Como habrá estado de antológica la cogida o al menos los efectos psicológicos que generó en Catalina, para que dos días después arriaira para su nuevo trabajo en Los Cabos con todo y el Zarra.
El Paz Trozzo debió presentar su renuncia con carácter formal e irrevocable ante el incrédulo Don Valdomero que solo acertó a pedirle a cambio la lámpara color naranja y el par de pilas que aún estaban a la mitad de su consumo total. De liquidaciones y aberraciones similares Don Valdomero no deseó ni siqiuera escuchar hablar y para ser sinceros, el Zarra no fue demasaido insistente. Algo le decía que Catalina tenía, al menos por ahora, lo bastante más que suficiente para hacerse cargo de su manutención.
El señor Trimigesto empacó sus chivas, incluído el pergamino de Hustler , y se trepó en un camión rumbo a la Gran Tenochtitlán, para posteriormente abordar un Mexicana de Aviación rumbo a La Paz y tres horas y media después otro camioncito hasta las inmediaciones de Cabo San Lucas, en donde al siempre austero Zarrapazz le fue imposible reprimir un sincero “no te pases de verga” al ver el lujo con que la aristocracia gabacha mal gastaba su anglosajona existencia en el hotel que en el que Doña Catalina acababa de ser contratada como gerente de ventas al mayoreo, llamado, ahí nomás pa’l gasto, Ventanas Paraíso.

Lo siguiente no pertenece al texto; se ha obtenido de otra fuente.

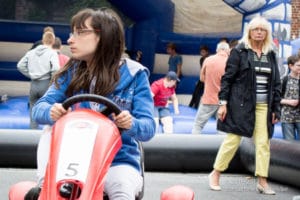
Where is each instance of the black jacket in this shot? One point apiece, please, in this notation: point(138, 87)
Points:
point(238, 87)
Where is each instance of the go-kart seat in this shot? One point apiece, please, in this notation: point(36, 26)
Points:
point(142, 163)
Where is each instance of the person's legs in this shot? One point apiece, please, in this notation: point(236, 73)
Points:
point(288, 131)
point(166, 120)
point(262, 149)
point(43, 152)
point(42, 160)
point(167, 123)
point(123, 182)
point(37, 90)
point(33, 97)
point(225, 154)
point(203, 114)
point(156, 119)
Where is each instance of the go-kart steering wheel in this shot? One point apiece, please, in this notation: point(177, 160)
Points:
point(110, 106)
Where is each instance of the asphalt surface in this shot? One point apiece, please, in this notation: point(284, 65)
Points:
point(234, 186)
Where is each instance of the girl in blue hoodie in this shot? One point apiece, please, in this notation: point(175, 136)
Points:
point(97, 67)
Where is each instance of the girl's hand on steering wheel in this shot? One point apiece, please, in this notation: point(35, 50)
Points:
point(57, 111)
point(123, 120)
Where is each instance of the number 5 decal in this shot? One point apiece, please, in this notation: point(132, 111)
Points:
point(72, 169)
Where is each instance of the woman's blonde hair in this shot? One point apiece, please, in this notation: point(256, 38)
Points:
point(259, 22)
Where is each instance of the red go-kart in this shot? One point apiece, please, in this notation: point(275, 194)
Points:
point(83, 145)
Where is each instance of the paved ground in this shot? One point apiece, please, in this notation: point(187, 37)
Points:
point(234, 187)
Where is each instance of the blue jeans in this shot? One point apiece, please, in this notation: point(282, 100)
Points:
point(291, 131)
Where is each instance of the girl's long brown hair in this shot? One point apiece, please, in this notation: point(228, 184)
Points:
point(104, 68)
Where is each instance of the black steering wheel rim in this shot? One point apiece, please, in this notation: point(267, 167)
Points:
point(111, 107)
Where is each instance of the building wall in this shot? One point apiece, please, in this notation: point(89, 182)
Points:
point(295, 32)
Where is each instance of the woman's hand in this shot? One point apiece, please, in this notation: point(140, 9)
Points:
point(274, 119)
point(57, 111)
point(222, 111)
point(123, 120)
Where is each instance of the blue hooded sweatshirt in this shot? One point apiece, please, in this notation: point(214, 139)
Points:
point(132, 93)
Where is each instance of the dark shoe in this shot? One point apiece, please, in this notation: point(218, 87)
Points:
point(33, 193)
point(213, 187)
point(266, 190)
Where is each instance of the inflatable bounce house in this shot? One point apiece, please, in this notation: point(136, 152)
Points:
point(156, 23)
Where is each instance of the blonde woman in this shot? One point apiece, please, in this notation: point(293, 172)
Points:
point(249, 102)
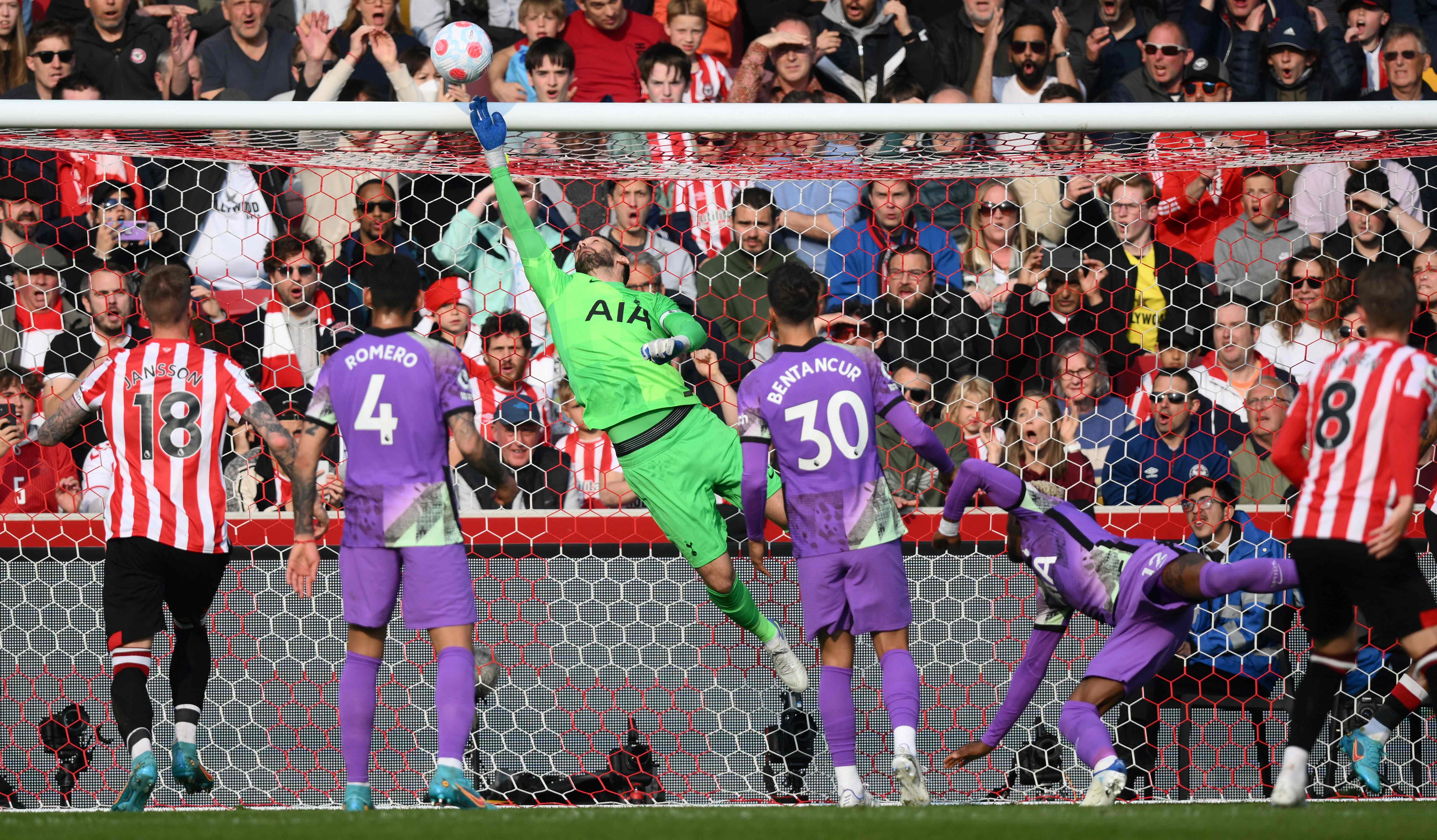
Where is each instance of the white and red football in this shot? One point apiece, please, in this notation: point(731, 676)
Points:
point(462, 52)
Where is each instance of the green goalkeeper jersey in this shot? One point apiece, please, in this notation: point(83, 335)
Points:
point(600, 327)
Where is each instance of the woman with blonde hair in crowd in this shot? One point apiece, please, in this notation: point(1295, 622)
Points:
point(1002, 252)
point(14, 48)
point(978, 416)
point(1045, 449)
point(1304, 327)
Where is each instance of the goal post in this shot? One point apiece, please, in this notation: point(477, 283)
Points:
point(596, 624)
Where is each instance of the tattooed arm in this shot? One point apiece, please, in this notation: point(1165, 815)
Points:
point(483, 456)
point(62, 424)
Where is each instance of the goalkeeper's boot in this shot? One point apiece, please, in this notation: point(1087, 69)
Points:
point(909, 773)
point(188, 770)
point(1106, 786)
point(860, 799)
point(143, 777)
point(787, 664)
point(358, 798)
point(450, 788)
point(1367, 759)
point(1291, 789)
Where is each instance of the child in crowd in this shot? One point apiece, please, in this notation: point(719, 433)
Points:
point(509, 71)
point(686, 28)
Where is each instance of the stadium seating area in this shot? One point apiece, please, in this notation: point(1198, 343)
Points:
point(1133, 338)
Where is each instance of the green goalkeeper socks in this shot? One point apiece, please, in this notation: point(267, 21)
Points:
point(738, 605)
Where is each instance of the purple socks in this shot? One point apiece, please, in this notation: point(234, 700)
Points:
point(1088, 734)
point(900, 688)
point(455, 701)
point(1257, 575)
point(357, 703)
point(836, 704)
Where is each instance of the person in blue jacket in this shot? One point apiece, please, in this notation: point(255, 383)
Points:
point(889, 225)
point(1236, 648)
point(1152, 463)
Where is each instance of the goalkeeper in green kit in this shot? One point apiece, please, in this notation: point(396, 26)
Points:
point(616, 345)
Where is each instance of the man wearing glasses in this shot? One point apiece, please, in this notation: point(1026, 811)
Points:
point(1259, 482)
point(1152, 463)
point(1236, 641)
point(284, 337)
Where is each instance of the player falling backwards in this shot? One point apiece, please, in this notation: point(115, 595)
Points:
point(164, 404)
point(815, 404)
point(1356, 417)
point(396, 397)
point(616, 345)
point(1146, 591)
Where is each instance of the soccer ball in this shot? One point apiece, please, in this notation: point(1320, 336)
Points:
point(462, 52)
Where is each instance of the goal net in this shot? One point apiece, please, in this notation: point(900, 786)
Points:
point(1009, 263)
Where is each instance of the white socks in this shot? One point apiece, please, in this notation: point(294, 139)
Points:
point(1294, 757)
point(906, 742)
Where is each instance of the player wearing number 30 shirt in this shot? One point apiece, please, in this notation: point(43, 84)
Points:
point(815, 404)
point(166, 404)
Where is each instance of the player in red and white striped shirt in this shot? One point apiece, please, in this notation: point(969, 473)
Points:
point(166, 404)
point(1359, 417)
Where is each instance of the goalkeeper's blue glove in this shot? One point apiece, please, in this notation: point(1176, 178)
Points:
point(662, 351)
point(489, 128)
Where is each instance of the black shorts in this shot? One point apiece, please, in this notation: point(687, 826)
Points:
point(144, 576)
point(1337, 576)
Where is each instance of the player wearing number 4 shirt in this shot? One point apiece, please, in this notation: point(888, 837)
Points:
point(1143, 589)
point(396, 397)
point(815, 404)
point(166, 404)
point(1357, 419)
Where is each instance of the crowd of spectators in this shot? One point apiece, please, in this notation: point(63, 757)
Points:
point(1116, 335)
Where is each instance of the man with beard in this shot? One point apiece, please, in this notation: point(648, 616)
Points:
point(505, 373)
point(1152, 463)
point(284, 337)
point(734, 288)
point(74, 354)
point(1298, 65)
point(926, 327)
point(617, 344)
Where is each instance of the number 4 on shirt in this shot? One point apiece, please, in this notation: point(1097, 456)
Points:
point(383, 423)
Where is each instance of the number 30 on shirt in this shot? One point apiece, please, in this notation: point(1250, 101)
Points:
point(807, 413)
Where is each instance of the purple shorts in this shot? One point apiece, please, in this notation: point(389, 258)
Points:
point(1150, 628)
point(439, 591)
point(863, 592)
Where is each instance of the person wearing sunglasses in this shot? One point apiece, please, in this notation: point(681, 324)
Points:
point(1249, 252)
point(1035, 47)
point(1377, 229)
point(1304, 328)
point(1297, 64)
point(1235, 648)
point(1406, 58)
point(50, 59)
point(1199, 203)
point(284, 335)
point(1150, 463)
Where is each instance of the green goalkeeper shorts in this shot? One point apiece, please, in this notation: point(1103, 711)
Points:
point(677, 477)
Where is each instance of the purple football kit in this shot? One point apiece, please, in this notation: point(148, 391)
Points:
point(815, 407)
point(390, 394)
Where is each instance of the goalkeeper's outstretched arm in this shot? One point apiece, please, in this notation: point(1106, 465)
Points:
point(534, 253)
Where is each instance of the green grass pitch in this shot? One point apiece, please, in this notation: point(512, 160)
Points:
point(1223, 822)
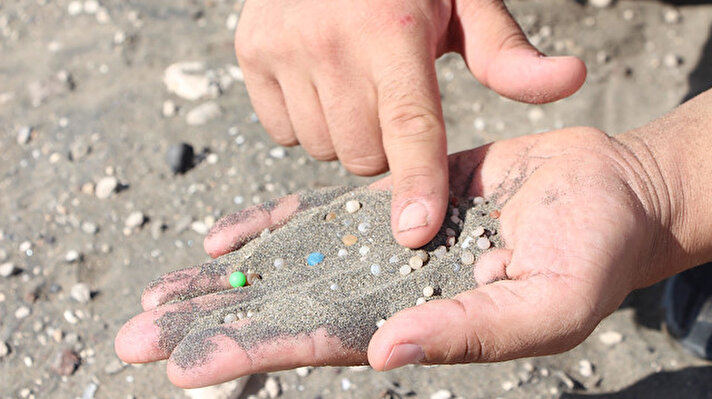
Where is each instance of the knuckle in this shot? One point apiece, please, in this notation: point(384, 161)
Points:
point(366, 165)
point(412, 123)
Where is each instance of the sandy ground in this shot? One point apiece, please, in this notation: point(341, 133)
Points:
point(88, 84)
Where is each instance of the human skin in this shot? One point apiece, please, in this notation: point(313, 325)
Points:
point(355, 80)
point(585, 219)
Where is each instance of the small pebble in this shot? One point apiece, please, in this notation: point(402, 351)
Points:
point(8, 269)
point(315, 258)
point(106, 186)
point(180, 157)
point(585, 368)
point(352, 206)
point(442, 394)
point(237, 279)
point(135, 219)
point(440, 251)
point(415, 262)
point(279, 263)
point(423, 255)
point(80, 292)
point(364, 227)
point(72, 256)
point(4, 349)
point(375, 269)
point(478, 231)
point(349, 240)
point(22, 312)
point(483, 243)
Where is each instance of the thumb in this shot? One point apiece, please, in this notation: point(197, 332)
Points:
point(500, 56)
point(504, 320)
point(415, 144)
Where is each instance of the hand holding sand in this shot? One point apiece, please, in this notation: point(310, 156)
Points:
point(355, 80)
point(579, 229)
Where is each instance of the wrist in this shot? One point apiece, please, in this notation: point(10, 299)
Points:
point(671, 164)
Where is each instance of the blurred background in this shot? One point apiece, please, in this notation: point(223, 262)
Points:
point(96, 98)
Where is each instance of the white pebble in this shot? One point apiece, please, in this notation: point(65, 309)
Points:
point(483, 243)
point(442, 394)
point(22, 312)
point(585, 368)
point(478, 231)
point(415, 262)
point(72, 256)
point(135, 219)
point(467, 258)
point(80, 292)
point(375, 269)
point(611, 338)
point(7, 269)
point(364, 227)
point(278, 152)
point(352, 206)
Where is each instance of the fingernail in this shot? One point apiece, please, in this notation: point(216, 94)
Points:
point(403, 354)
point(413, 216)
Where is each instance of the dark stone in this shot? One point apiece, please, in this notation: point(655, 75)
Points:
point(180, 157)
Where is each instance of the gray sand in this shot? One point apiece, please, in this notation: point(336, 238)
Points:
point(341, 293)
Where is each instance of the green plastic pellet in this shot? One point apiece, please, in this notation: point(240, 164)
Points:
point(238, 279)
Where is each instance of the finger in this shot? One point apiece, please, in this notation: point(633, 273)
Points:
point(229, 359)
point(233, 231)
point(352, 119)
point(307, 118)
point(501, 57)
point(152, 335)
point(504, 320)
point(414, 140)
point(187, 283)
point(269, 105)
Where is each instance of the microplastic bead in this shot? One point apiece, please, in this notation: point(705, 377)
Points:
point(315, 258)
point(375, 269)
point(238, 279)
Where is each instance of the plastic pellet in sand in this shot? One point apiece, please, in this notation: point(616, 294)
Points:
point(237, 279)
point(315, 258)
point(352, 206)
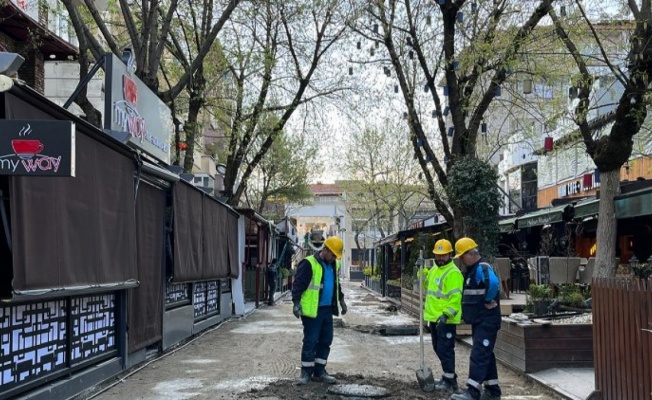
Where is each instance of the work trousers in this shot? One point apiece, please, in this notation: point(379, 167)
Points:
point(483, 362)
point(443, 342)
point(317, 340)
point(271, 283)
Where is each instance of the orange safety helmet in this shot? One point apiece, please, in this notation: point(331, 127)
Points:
point(443, 247)
point(463, 245)
point(335, 245)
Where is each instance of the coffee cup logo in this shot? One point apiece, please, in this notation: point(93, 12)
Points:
point(26, 148)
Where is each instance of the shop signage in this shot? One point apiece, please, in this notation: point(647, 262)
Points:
point(570, 189)
point(37, 147)
point(130, 106)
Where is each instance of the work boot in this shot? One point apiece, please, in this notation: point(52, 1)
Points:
point(304, 378)
point(446, 384)
point(490, 393)
point(466, 395)
point(324, 377)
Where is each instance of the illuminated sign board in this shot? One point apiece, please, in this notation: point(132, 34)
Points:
point(130, 106)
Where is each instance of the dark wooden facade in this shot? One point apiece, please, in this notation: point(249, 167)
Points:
point(532, 348)
point(622, 327)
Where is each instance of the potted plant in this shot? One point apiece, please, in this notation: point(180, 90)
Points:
point(540, 296)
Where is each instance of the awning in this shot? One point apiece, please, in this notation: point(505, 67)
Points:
point(586, 208)
point(507, 225)
point(541, 217)
point(634, 204)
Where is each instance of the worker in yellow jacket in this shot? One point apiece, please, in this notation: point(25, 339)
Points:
point(443, 309)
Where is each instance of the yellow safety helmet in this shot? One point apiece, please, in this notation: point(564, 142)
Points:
point(443, 247)
point(335, 245)
point(463, 245)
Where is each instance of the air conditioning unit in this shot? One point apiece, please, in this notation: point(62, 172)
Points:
point(539, 267)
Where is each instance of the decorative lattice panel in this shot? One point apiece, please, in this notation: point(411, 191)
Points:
point(177, 294)
point(93, 326)
point(206, 299)
point(32, 341)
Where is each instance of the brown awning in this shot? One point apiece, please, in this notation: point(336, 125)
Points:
point(202, 227)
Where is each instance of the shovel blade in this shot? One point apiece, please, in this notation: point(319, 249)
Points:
point(426, 379)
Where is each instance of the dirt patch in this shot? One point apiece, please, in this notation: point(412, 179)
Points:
point(399, 390)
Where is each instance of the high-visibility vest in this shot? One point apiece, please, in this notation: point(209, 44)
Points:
point(444, 293)
point(310, 297)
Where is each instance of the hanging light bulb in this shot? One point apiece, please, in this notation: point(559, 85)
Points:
point(573, 92)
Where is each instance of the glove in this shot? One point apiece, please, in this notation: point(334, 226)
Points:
point(441, 321)
point(297, 310)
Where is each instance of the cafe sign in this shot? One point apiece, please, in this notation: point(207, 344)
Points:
point(37, 148)
point(131, 107)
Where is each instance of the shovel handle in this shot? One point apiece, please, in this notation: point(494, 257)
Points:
point(423, 361)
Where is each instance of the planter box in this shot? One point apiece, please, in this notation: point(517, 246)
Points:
point(532, 348)
point(393, 291)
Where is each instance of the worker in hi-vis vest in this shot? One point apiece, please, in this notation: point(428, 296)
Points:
point(443, 310)
point(317, 296)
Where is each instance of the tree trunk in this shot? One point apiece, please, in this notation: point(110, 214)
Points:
point(606, 235)
point(191, 130)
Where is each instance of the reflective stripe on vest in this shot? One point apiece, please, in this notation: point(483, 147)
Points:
point(440, 290)
point(310, 297)
point(444, 293)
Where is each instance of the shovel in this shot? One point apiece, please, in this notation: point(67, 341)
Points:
point(424, 374)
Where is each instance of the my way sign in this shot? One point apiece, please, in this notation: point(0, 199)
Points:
point(37, 148)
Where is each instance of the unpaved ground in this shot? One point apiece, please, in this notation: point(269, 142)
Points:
point(257, 357)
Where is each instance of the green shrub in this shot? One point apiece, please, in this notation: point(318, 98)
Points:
point(539, 292)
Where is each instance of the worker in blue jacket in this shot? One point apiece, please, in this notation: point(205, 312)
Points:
point(481, 309)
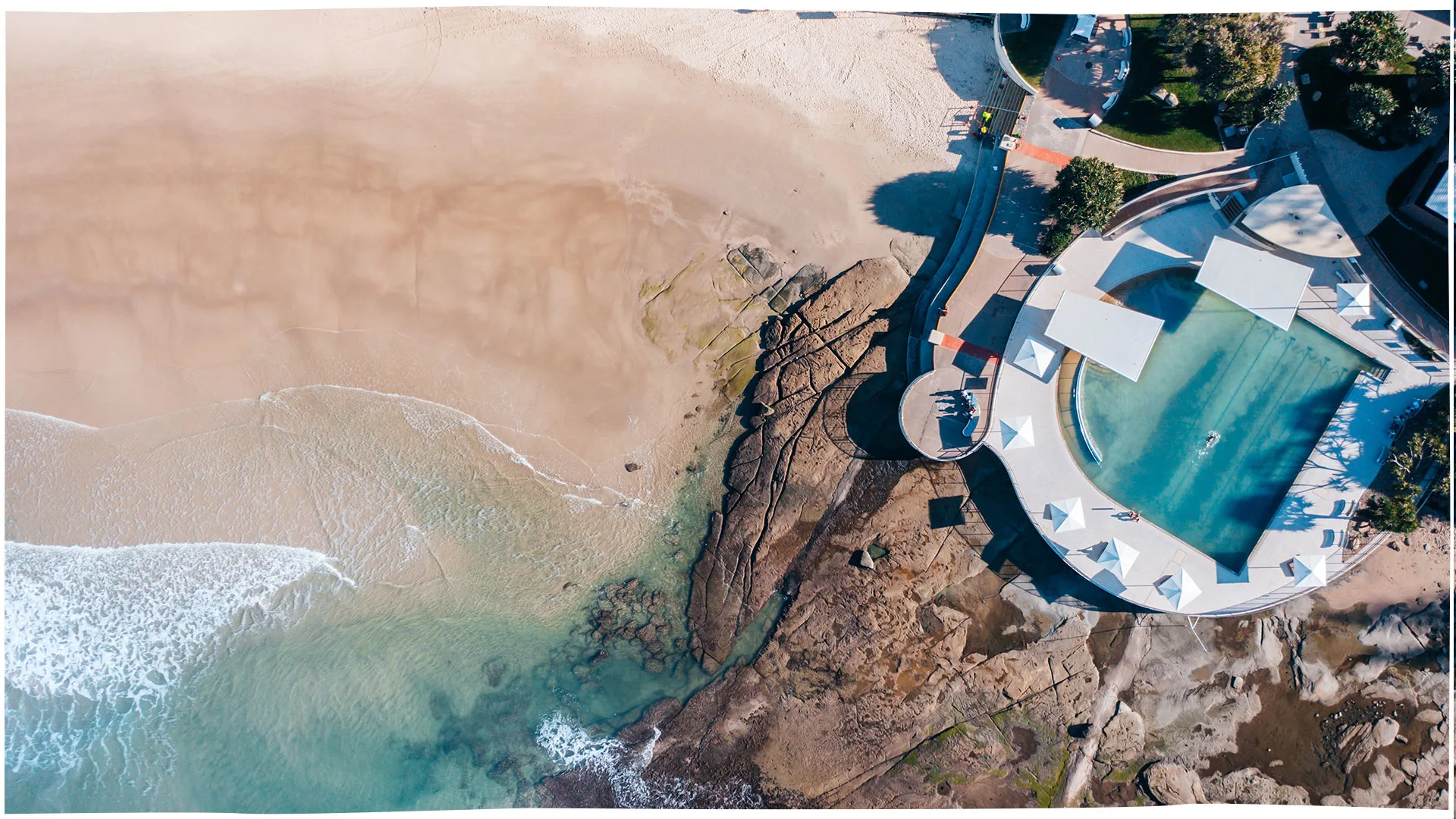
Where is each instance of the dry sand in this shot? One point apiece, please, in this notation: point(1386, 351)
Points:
point(463, 206)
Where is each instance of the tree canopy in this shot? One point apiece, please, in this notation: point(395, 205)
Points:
point(1369, 107)
point(1232, 55)
point(1274, 101)
point(1088, 194)
point(1369, 38)
point(1435, 66)
point(1414, 126)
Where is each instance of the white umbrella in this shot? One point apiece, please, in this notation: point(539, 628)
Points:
point(1310, 572)
point(1180, 589)
point(1034, 357)
point(1017, 433)
point(1117, 557)
point(1353, 299)
point(1066, 515)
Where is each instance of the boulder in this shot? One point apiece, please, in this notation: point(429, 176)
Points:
point(783, 472)
point(1123, 738)
point(1385, 730)
point(1251, 786)
point(1169, 783)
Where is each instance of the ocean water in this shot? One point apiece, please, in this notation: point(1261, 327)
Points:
point(1216, 368)
point(324, 599)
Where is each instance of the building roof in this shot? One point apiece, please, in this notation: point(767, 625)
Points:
point(1256, 280)
point(1299, 219)
point(1111, 335)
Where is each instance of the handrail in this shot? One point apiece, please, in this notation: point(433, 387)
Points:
point(1079, 416)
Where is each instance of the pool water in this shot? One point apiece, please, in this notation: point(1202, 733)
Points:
point(1269, 394)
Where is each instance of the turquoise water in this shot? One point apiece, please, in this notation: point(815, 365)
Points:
point(329, 599)
point(1269, 394)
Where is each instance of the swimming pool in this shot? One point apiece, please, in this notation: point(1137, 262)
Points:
point(1216, 368)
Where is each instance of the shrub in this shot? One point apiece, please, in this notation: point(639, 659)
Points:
point(1435, 66)
point(1414, 126)
point(1392, 515)
point(1369, 108)
point(1088, 194)
point(1056, 240)
point(1369, 38)
point(1274, 101)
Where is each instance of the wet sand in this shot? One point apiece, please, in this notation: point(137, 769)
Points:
point(462, 206)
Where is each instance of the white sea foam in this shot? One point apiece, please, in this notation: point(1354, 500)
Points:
point(128, 621)
point(571, 746)
point(431, 419)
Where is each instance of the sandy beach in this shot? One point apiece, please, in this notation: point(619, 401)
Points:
point(462, 206)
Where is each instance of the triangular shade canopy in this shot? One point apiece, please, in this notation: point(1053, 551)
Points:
point(1180, 589)
point(1310, 572)
point(1034, 357)
point(1066, 515)
point(1117, 557)
point(1017, 433)
point(1353, 299)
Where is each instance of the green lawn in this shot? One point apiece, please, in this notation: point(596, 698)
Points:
point(1331, 83)
point(1030, 50)
point(1141, 118)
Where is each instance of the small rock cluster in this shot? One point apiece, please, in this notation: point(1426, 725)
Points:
point(631, 615)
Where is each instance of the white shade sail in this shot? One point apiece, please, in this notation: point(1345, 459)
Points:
point(1034, 357)
point(1353, 299)
point(1180, 589)
point(1117, 557)
point(1310, 572)
point(1066, 515)
point(1112, 335)
point(1017, 433)
point(1257, 280)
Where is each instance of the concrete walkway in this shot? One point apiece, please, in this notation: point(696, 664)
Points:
point(1356, 196)
point(1156, 161)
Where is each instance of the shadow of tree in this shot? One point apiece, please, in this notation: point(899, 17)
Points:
point(951, 41)
point(924, 205)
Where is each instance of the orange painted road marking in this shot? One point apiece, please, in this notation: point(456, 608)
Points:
point(1037, 152)
point(962, 346)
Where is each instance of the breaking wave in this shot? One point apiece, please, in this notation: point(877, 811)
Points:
point(571, 746)
point(98, 635)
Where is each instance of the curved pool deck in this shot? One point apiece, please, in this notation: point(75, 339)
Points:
point(1315, 512)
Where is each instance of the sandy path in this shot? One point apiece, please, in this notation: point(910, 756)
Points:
point(460, 205)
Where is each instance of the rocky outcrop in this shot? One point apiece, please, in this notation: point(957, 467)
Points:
point(1251, 786)
point(1123, 738)
point(783, 472)
point(1169, 783)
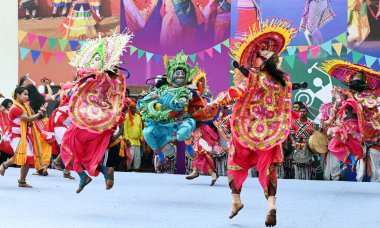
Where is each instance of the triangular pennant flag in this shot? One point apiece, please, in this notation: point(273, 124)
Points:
point(63, 44)
point(140, 53)
point(59, 56)
point(82, 42)
point(148, 56)
point(210, 52)
point(356, 56)
point(327, 47)
point(35, 55)
point(46, 56)
point(303, 56)
point(291, 50)
point(42, 40)
point(193, 57)
point(21, 36)
point(226, 43)
point(338, 48)
point(71, 55)
point(132, 50)
point(24, 52)
point(342, 38)
point(52, 42)
point(218, 48)
point(201, 55)
point(73, 44)
point(369, 60)
point(31, 38)
point(315, 50)
point(290, 59)
point(303, 48)
point(157, 58)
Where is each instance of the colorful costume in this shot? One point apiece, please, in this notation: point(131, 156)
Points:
point(357, 118)
point(95, 108)
point(261, 117)
point(165, 110)
point(81, 21)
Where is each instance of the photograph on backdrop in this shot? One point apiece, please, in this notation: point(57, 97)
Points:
point(188, 25)
point(318, 20)
point(363, 26)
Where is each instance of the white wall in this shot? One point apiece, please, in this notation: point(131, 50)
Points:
point(8, 47)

Por lo que a Catalina Dueñas respecta, lo prudente sería aclarar que pasaba en ese entonces por una crísis odiosamente típica que la hacía sentirse por momentos demasiado vieja sin derecho a una gota de hedonismo y al mismo tiempo tan jovencita, que creía estar en posibilidades de deglutirse el mundo masticando con la boca abierta. El problema es que pese a su férrea voluntad de alucinar al Zarrapaz como una encarnación del salvaje desierto, bastaron unos meses para que aceptara ante si misma que haber traído a semejante inutil a colgarse de su existencia había sido, cuando menos, un tropiezo propio del desorden mental sufrido a raíz del divorcio, por no llamarle una cagazón de antología. Pero claro, para que ese momento de lucidez le llegara hubo de soportar unos cuantos meses de actitud parasitaria contaminada con uno que otro episodio de impotencia que acabó por derramar las últimas gotas en vasito de el cariño que aún le sobraba a Catalina.